Literature
Survey
With the advent of Phishing webpages, researchers have investigated
supervised and unsupervised learning models for detecting phishing
webpages for instance, Moghimi, Mahmood, and Ali Yazdani Varjani
[14]. support vector machine (SVM) algorithm to classify webpages.
their experiments indicate that the proposed model can detect phishing
pages in internet banking with accuracy of 99.14% true positive and
only 0.86% false negative alarm Afroz and Green Stadt [15]
developed Phish Zoo technique this technique constructs a website
profile using a fuzzy hashing approach in which the website is
represented by several criteria that differentiate one website from
another including images, HTML source code, URL, and SSL certificate. A.

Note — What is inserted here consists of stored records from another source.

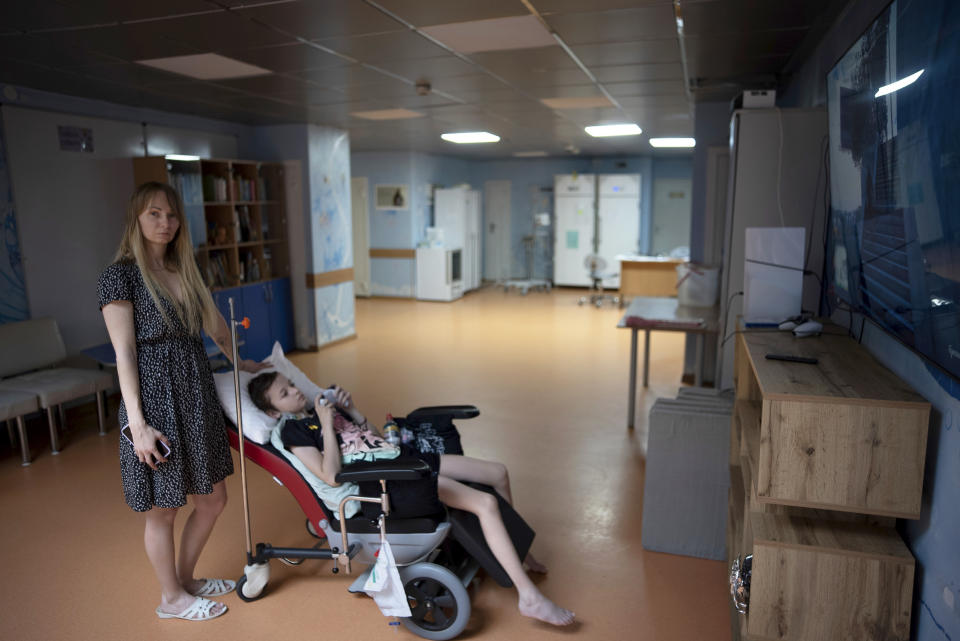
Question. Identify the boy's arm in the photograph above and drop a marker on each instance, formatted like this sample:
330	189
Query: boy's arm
326	467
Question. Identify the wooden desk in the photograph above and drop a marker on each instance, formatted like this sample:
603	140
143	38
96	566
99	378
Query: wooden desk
648	275
663	314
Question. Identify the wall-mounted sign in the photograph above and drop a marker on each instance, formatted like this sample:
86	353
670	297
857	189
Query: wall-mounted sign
75	139
392	197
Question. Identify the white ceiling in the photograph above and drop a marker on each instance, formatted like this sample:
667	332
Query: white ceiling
330	58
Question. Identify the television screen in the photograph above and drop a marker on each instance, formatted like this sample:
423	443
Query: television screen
894	235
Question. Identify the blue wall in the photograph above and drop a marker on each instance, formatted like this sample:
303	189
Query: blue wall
13	287
935	538
531	193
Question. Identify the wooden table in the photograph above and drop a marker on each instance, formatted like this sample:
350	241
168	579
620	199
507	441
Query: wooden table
663	314
648	275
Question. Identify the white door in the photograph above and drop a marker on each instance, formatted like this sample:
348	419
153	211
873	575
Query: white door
472	241
361	236
671	214
496	230
618	221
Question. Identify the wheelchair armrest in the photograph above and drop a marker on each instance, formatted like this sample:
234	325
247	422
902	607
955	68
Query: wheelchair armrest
453	411
398	469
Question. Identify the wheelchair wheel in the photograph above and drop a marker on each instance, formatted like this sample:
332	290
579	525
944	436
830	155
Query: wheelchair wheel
439	604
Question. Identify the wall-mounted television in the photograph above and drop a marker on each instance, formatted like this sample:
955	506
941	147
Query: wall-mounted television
894	235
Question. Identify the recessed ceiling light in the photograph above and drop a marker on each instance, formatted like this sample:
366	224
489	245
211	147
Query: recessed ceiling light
898	85
673	142
387	114
622	129
470	137
577	103
206	66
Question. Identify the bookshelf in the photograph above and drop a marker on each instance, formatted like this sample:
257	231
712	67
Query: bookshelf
236	213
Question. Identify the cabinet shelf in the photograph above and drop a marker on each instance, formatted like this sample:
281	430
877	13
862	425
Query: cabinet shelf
826	456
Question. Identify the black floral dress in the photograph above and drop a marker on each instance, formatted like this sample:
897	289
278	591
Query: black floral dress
178	398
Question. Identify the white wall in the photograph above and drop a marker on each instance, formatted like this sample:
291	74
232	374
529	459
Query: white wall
71	206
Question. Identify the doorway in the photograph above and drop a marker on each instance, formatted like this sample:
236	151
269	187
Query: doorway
496	230
361	236
671	214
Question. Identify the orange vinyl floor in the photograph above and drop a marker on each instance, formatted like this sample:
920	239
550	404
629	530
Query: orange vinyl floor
550	379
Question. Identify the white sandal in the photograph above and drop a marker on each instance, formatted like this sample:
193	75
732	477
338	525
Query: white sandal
200	610
215	587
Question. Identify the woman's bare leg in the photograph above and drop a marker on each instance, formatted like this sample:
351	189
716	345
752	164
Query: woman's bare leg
473	470
532	602
196	532
158	541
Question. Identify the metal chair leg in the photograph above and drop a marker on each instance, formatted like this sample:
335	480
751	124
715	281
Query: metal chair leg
24	444
54	441
101	422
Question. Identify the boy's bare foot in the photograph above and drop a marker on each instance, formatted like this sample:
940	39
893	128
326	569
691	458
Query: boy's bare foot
546	610
533	565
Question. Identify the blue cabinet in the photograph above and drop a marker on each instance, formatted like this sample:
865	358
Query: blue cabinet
269	307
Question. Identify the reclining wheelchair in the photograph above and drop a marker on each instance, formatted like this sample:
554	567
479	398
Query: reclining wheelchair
437	555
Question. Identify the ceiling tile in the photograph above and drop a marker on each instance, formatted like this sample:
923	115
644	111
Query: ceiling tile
313	19
142	41
628	53
648	88
578	6
495	34
107	11
28	15
343	76
439	67
638	72
287	57
420	13
623	25
398	45
741	16
49	51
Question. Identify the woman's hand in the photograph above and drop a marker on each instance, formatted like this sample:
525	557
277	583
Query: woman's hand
145	444
246	365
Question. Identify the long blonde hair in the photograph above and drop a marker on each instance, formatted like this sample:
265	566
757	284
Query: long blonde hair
197	308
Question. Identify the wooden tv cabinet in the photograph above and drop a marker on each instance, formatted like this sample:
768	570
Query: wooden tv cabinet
824	457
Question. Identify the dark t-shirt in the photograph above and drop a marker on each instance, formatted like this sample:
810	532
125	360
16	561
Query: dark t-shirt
408	499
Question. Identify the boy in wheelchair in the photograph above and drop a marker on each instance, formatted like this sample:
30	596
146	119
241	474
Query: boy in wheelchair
304	433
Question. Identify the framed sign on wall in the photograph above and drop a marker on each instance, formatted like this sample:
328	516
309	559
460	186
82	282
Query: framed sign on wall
392	197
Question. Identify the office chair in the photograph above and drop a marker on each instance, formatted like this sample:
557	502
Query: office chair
596	267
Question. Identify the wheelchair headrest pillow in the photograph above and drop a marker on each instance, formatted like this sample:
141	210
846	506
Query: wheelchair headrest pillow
256	424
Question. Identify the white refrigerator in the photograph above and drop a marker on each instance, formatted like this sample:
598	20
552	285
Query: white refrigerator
457	213
618	221
574	224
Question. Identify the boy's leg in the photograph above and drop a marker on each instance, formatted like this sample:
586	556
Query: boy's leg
473	470
532	602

Desai, J. Jatakia, R. Naik, and N. Raul [16] created an extension to
Google Chrome to detect phishing websites content with the help of
machine learning algorithms,S. Parekh, D. Parikh, S. Kotak, and P. S.

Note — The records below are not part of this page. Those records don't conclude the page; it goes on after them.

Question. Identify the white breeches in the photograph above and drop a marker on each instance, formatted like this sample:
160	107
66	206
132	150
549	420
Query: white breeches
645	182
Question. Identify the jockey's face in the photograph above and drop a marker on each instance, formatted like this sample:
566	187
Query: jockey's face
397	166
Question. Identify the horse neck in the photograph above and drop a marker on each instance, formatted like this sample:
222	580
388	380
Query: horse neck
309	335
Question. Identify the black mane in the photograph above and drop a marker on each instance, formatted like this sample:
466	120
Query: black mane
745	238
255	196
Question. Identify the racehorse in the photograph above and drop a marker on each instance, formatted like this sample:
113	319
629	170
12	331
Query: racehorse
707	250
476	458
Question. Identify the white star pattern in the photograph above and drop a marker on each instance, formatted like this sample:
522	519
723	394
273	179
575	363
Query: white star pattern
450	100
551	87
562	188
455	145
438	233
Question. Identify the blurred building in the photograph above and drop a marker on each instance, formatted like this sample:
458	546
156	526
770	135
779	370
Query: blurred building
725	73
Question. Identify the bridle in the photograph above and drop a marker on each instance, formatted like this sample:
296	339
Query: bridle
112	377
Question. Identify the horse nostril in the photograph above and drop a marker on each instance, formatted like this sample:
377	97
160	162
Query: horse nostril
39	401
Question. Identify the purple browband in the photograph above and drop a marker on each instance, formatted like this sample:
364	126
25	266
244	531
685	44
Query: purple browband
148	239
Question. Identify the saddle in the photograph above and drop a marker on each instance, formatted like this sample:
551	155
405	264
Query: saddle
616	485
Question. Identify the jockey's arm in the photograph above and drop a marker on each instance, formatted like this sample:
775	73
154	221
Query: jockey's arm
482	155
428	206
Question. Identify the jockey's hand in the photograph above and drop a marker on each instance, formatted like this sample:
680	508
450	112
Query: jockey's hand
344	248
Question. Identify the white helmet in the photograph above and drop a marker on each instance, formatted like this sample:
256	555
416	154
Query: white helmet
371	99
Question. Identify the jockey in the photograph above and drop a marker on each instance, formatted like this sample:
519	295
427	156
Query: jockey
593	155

Sankhe [17] proposed a model with answer for recognizing phishing
sites by utilizing URL identification strategy utilizing Random Forest
algorithm, X. Zhang, Y. Zeng, X. Jin, Z. Yan, and G. Geng [18]
proposed a phishing detection model to detect the phishing performance
effectively by using mining the semantic features of word embedding,
semantic feature and multi-scale statistical features in Chinese web
pages, y Ma et al. [19], Zhang et al wrote Python scripts to
automatically download confirmed phishing websites‟ URLs from PhishTank.
PhishTank is a collaborative clearing house for data and information
about phishing on the Internet Jeeva and Raj Singh [20] extracted
features related to transport layer security together with URL based
features such as length, number of slashes, number and positions of dots
in URL and subdomain names. Rule mining was used to establish detection
rules using the apriorist algorithm on the extracted features.
Experimental results showed that 93% of phishing URLs were detected.
Jain and Gupta [21] presents an anti- phishing approach, which uses
machine learning by extracting 19 features in the client side to
distinguish phishing websites from legitimate ones, Peng, Harris, and
Sawa [22], NLP is applied to detect phishing emails. It performs a
semantic analysis of the content of emails (as simple text) to detect
malicious intent. Prakash, Kumar, Kompella, & Gupta, 2010 [23],
These systems use an approximate matching algorithm to check whether the
suspicious URL exists in the blacklist or not S. Aonzo, A. Merlo, G.
Tavella, and Y. Frat Antonio, [24] represented the Multifactor
Authentication technique uses two or more authentications to login into
the accounts/systems. One is password and other is code generated by an
app through SMS, phone calls or emails. By this method only
authenticated person can login into his accounts Tech5(Machine Learning
Approach, 60%) was identified as one of the most effective
anti-phishing techniques, one of the early developed whitelist was
proposed by Chen and Guo [25], which was based on users’ browsing
trusted websites. The whitelist monitors the user’s login attempts and
if a repeated login was successfully executed this method prompts the
user to insert that website into the whitelist. One clear limitation of
Chen and Guo’s method is that it assumes that users are dealing with
trustful websites, which unfortunately is not always the case. Zhang H,
Liu G, Chow TWS, Liu W [26] presented a new framework for
content-based phishing detection using a Bayesian approach. Selection
Lee and Kim [27] proposed a suspicious URL detection system called
WARNINGBIRD for Twitter. Li et al. [28] proposed a combination of
linear/nonlinear domain conversion methods to represent the core problem
more clearly and to improve the performance of classifiers in
identifying malicious URLs Yang L, Zhang J, Wang X, Li Z, Li Z [29]
presented a new approach to phishing detection based on an inverted
matrix online sequential over-learning machine that takes into account
three types of features to characterize a website. They used the Sherman
Morrison Woodbury equation to reduce matrix inversion. They introduced
the online queue extreme learning machine to update the training model.
De La Torre Parra et al. [30] proposed a cloud-based distributed
deep learning framework for phishing attack detection. Wu, et al
[36] empirically investigated three simulated anti-phishing toolbars
to determine how they were effective at securing participants from
visiting fraudulent websites Bait Alarm [37] is comparatively more
efficient as VSBPD compares the text and their style in two websites,
Visual Similarity Based Phishing Detection (VSBPD) [38] gives a
warning to the user whenever he tries gives his credentials to an
untrusted website Google Safe Browsing API [39] allows the client
side applications to check if a URL is blacklisted from a list which is
continuously updated by Google, Juan Chen, and Chuanxiong Guo designed
and developed Link Guard algorithm [40] to detect Spoofed hyperlinks
in the phishing mails
Methodology:
There are numerous methods that have been used in the past to duplicate
various websites, such as Facebook, Instagram, GitHub, etc., but all of
these methods were only effective on websites that lacked form
validation and were weak security. In this project, however, we
implemented a new method that can replicate all types of websites that
have form validations and anti-click jackings.